Today is the first day of Fall. Still feels like summer. Will be so glad to feel a cooler flow of air come in. There is hope! 

I don't know if it is the subtle change in weather or just another flare, but I'm so wiped out these days. Feel like a wrung out rag. Extreme fatigue is part of suffering from systemic lupus and I've had my share of days with no strength to function. This week is another one with no strength. 


With sleep it is feast or famine. I've had more days with insomnia, too. But the past couple of nights I've been blessed with sound sleep. I'm so thankful for those nights. 

I tend to wake up at 3:00 a.m. It is then I go outside and feed Buddy, my porch kitty. He's always on the porch waiting. Early Tuesday morning I followed the same routine. But this time when I walked outside I witnessed screams in the building next door. Shortly thereafter a vehicle tore out of the drive and flew down the street. About ten minutes later there were several police walking up to the doorstep of the apartment. Funny thing was they parked at the end of the block and walked. Then an ambulance parked behind them and wheeled a gurney down the street. Is this a new way to protect them? Was the issue that serious? 

I kept telling myself, "Okay. This is Wilmore. Things like this don't happen here." 

About an hour later, they were all gone and life settled down again. Sweet little Buddy never moved. He felt safe where he was. 

And unless someone reports incidents in the paper or news, I'll never find out what happened. Nothing reported. Just enough to raise your blood pressure! My stress level peaked and wiped me out. 

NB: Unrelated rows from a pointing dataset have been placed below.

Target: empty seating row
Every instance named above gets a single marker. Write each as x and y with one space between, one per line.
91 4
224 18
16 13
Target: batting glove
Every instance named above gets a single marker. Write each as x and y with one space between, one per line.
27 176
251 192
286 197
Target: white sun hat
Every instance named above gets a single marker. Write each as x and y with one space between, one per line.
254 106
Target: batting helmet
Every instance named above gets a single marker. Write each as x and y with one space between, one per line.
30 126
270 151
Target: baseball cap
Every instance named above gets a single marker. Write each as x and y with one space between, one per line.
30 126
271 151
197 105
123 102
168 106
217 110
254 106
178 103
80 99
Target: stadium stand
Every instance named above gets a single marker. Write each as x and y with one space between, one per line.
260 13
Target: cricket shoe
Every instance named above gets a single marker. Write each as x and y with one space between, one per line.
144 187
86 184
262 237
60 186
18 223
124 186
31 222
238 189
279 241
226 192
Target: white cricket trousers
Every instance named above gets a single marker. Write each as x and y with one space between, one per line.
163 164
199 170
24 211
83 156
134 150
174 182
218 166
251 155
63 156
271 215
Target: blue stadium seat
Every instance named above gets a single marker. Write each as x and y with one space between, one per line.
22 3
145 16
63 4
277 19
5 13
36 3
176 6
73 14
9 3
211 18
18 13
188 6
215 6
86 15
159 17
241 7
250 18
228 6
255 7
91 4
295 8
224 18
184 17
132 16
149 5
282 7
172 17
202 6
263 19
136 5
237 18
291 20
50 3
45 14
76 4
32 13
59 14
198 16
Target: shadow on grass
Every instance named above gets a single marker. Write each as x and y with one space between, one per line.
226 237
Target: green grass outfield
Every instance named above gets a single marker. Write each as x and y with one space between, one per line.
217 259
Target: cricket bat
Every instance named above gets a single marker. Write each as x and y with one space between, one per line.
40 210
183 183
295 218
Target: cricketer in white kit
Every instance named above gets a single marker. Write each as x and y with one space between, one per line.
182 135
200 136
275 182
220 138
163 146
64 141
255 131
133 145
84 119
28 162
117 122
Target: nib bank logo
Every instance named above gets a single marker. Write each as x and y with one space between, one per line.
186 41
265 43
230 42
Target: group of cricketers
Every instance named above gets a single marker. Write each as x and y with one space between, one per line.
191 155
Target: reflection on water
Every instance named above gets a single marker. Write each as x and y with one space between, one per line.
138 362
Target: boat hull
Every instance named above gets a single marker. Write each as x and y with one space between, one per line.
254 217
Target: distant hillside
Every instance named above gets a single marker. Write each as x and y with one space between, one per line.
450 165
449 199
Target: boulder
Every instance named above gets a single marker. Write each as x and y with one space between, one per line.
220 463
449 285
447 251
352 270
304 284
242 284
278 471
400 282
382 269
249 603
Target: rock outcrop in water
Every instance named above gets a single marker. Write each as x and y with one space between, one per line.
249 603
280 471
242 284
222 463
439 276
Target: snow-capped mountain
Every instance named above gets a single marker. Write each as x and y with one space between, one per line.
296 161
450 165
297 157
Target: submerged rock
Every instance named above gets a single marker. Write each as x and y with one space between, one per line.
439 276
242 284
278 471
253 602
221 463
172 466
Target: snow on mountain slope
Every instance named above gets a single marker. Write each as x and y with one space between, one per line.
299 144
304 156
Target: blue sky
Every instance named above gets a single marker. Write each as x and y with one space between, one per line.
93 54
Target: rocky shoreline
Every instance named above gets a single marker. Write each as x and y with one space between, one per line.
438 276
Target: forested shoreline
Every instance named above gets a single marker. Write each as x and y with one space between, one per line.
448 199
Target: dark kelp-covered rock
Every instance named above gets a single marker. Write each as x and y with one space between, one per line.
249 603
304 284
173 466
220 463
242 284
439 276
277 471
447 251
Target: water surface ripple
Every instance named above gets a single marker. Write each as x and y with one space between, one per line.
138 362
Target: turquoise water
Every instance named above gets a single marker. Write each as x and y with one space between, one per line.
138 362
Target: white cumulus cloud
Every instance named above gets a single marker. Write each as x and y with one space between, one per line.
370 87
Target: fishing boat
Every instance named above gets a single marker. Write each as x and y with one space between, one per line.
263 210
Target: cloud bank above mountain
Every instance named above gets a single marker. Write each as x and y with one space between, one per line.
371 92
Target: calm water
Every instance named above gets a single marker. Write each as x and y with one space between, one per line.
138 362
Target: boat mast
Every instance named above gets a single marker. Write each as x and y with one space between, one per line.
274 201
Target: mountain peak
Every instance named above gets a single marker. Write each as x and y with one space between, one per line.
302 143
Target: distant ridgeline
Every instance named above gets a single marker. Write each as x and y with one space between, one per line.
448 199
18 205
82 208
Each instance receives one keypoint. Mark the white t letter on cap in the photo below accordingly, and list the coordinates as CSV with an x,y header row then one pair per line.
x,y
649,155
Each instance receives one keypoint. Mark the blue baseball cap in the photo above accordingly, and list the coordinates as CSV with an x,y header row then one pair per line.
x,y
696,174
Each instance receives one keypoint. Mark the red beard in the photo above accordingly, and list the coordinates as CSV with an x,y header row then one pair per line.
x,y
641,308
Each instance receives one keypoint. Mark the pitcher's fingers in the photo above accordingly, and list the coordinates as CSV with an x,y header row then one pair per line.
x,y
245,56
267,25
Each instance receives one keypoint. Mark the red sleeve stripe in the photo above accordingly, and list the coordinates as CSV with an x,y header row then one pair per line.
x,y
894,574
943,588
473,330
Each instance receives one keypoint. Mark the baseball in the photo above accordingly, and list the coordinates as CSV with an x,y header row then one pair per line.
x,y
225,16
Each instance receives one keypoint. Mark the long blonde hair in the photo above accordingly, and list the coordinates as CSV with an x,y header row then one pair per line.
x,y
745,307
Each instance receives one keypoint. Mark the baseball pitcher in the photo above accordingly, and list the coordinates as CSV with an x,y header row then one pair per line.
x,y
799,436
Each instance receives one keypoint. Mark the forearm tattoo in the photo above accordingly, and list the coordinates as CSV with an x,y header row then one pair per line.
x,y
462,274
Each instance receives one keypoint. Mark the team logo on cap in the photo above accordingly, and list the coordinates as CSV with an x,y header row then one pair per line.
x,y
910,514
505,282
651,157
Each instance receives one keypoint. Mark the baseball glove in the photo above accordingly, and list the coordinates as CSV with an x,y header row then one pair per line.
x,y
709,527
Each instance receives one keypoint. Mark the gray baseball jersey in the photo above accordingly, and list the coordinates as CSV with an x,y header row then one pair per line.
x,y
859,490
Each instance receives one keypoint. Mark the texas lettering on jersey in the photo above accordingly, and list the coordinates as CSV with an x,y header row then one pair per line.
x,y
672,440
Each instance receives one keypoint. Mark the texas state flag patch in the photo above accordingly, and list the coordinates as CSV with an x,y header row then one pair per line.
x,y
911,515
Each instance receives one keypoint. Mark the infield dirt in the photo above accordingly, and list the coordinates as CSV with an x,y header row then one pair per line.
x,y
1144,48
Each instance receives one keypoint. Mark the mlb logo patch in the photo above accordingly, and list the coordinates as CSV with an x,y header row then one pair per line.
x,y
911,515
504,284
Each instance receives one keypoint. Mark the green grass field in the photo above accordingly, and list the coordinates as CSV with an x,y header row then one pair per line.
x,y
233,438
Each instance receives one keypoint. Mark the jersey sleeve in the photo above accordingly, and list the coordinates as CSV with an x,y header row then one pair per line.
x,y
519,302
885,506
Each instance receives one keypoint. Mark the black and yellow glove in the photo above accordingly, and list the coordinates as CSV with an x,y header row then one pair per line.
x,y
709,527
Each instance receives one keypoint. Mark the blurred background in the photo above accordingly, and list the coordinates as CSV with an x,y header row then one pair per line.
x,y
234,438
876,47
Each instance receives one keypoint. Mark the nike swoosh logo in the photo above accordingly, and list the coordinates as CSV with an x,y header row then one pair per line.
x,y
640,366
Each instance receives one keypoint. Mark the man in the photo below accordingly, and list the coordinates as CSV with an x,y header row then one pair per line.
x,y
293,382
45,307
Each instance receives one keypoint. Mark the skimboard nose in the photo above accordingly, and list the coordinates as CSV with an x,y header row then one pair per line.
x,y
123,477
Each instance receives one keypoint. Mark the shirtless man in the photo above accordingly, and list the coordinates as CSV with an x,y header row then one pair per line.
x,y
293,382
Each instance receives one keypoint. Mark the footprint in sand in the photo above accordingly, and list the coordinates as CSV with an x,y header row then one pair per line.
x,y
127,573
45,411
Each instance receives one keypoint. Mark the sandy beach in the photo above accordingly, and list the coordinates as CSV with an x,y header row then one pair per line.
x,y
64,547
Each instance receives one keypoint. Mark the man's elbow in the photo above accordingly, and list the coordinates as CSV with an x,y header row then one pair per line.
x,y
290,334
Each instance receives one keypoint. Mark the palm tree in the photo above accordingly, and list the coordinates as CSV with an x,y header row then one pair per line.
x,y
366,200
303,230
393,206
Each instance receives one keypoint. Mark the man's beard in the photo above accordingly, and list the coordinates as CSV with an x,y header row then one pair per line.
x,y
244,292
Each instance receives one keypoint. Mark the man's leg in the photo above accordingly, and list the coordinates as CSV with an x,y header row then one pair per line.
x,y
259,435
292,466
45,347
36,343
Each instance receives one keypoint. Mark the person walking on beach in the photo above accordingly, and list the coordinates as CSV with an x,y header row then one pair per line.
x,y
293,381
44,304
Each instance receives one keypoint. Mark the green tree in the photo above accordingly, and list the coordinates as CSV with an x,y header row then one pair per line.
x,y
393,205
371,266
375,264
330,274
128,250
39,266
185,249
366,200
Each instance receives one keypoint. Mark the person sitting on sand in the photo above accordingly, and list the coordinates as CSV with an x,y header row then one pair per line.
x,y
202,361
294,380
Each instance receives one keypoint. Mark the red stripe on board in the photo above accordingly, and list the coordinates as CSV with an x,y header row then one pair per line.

How I want to accomplish something this week. Whether to clean a room or sort out old boxes, I wish I could accomplish something. 

I'm still without a rheumatologist and for now I've decided to not replace her. I've just had enough with poor health care and bad doctors. I need a break. If that means I can't get my medications, so be it. 

It is the end of the month and I'm stretching pennies again just to make it. Found out today Social Security will not be giving any kind of COLA raise. Even though the cost of living has soared, we'll have to make it on the pennies we get. Everything has gone up including my medication. I'll be back to choosing meds or food once again. 

Wish the government folks would live on the smidgen of money we get. The amount would change in a hurry!

Time to close and head to bed early. I just can't keep my eyes open. It is only 6:30 p.m. I'm glad I was able to sit up today. Tomorrow is flu shot day. I'm making a point to get one because my lungs are so affected by this disease. Last Winter was so very hard on my breathing. The last thing I need is to add the flu to the mix. I don't look forward to cold weather and the suffering it brings.